ページ

2009/12/20

本田由紀、内藤朝雄、後藤和智「ニートって言うな」

ブームが去って定着してしまった「ニート」という言葉。2000年代半ばの「ニート」言説の大流行を3人が自分なりの問題点を明確にするという本。3人の接点が(もちろん、お互いの著作やインターネット上の発言は知っているはずだが)本田由紀のはてなのコメント欄だというのが面白い。

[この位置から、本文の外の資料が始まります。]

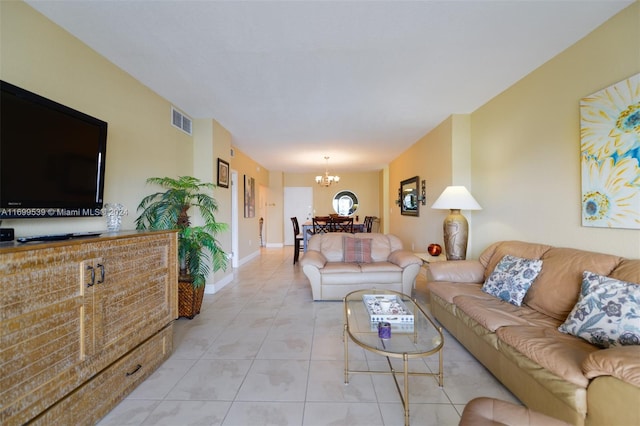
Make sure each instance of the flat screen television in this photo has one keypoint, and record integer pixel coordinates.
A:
(52, 158)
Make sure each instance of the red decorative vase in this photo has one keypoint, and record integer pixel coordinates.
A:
(434, 249)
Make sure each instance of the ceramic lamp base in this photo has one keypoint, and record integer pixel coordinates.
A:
(456, 233)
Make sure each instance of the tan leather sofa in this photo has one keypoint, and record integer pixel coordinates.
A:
(557, 374)
(391, 267)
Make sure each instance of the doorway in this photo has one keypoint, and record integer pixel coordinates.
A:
(298, 202)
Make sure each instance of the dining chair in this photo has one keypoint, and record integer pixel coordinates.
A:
(321, 224)
(297, 239)
(342, 224)
(368, 223)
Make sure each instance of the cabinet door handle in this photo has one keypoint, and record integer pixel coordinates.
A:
(135, 370)
(101, 267)
(93, 276)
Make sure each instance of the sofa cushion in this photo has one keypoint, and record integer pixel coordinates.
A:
(607, 313)
(357, 250)
(448, 290)
(511, 278)
(620, 362)
(559, 353)
(556, 289)
(494, 313)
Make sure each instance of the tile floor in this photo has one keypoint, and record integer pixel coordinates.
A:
(262, 352)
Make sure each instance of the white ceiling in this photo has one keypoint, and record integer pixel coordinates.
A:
(357, 81)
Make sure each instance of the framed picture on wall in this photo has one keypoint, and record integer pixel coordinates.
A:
(223, 173)
(408, 197)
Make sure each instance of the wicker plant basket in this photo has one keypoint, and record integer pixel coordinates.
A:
(189, 299)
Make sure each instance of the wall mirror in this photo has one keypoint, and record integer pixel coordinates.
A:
(408, 197)
(345, 203)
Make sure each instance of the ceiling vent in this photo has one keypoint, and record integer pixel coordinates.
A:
(181, 121)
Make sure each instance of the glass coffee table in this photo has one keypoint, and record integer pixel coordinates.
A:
(413, 335)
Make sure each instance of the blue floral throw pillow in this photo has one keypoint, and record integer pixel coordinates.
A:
(607, 312)
(511, 278)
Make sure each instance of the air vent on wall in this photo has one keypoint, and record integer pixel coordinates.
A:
(181, 121)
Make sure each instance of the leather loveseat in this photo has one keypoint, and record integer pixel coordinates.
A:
(553, 372)
(337, 263)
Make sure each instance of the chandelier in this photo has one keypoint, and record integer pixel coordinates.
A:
(327, 179)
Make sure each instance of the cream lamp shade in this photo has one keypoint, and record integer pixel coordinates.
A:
(455, 227)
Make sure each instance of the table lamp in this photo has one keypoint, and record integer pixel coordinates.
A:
(456, 227)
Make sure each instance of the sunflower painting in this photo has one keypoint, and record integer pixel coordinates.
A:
(610, 156)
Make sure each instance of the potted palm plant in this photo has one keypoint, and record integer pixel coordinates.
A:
(197, 245)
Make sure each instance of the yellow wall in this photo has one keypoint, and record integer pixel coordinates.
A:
(430, 158)
(526, 146)
(519, 154)
(39, 56)
(212, 141)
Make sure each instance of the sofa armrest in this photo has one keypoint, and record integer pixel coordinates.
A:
(404, 258)
(461, 271)
(620, 362)
(313, 258)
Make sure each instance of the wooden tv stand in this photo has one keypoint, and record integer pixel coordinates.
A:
(82, 323)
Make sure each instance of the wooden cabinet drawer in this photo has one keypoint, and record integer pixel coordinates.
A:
(92, 401)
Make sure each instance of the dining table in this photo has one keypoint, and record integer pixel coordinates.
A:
(307, 231)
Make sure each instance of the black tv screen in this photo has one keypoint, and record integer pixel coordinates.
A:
(52, 158)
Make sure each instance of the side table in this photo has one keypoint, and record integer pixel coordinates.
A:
(427, 259)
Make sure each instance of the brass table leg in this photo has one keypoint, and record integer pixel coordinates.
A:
(405, 362)
(346, 354)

英国ではマイノリティが社会から排除される問題として 「16歳から18歳の(失業者も含む)学生でもなく働いていない人たち」を分類するためにNEET(Not in  Education, Employment, or Training)という単語が出来たのに対して、日本では労働省が定義を拡張しており「16歳から35歳の学生以外の無業者で求職行動を取っていない人」 であるが失業者を含まない集団、となる。

三人から見た「ニート」の問題は、

  • 働く意欲があり、今は(体をこわしたりして)求職活動を取っていない人は含むが、フリーターや求職中失業者は含まないことである。この3つのグループは労働意欲はあるという点では一群として扱うべきもの。この不安定な群にいるのは雇用の仕組みの問題なのである。
  • また「ニート」が働く意欲のない「犯罪親和層」「ひきこもり」など専門の対応が必要な群と雇用訓練が必要な群、失業している群など、必要な対策が異なるにもかかわらず「ニート利権」(田中秀臣のいう「若者食い物利権」)の下に大規模な予算で「対策」を打つのは誤りではないか、ということも別の問題である。
  • そもそもの問題として、新卒採用されなければ安定した雇用がないという日本の採用体制にはじかれた若年失業層は不安定雇用から安定雇用へ移行できない社会の構造を改善しなければならないのである。
  • 「ニート」に関する俗流言説は、「ひきこもりが増えた」など「情けない若者」言説、「少年犯罪が増えた」など「凶悪化した若者」言説の2つの流れに沿って、「ゲームのやりすぎ」「外遊びをしない」などの「いいがかり資源」を燃料にしてどのようにでも応用できる構造になっている。
  • 失業問題である若年非就業問題を「個人の努力が足りない」「親の育て方の問題」という個人の問題として回収することに手を貸す概念となっている。さらにメディアによっては「困った若者」という捉え方を強調している。

など。

3人の著者の提言はそれぞれに方向性が違っているのだが、それについて本田由紀は「それは問題ではな」く、「多様な意見と知恵を結集して練り上げられていくべきもの」としている。
2009年末の民主党の雇用対策の中では、というか現状の企業の採用はまだ「新卒重視」の流れは変わっておらずこの方向を転換していくことは日本の社会全体・企業にとっては重い課題だ、ということだろう。その前にリフレ政策によって経済成長を実現しないと採用数が減少するばかりであるというのが一番の問題だが。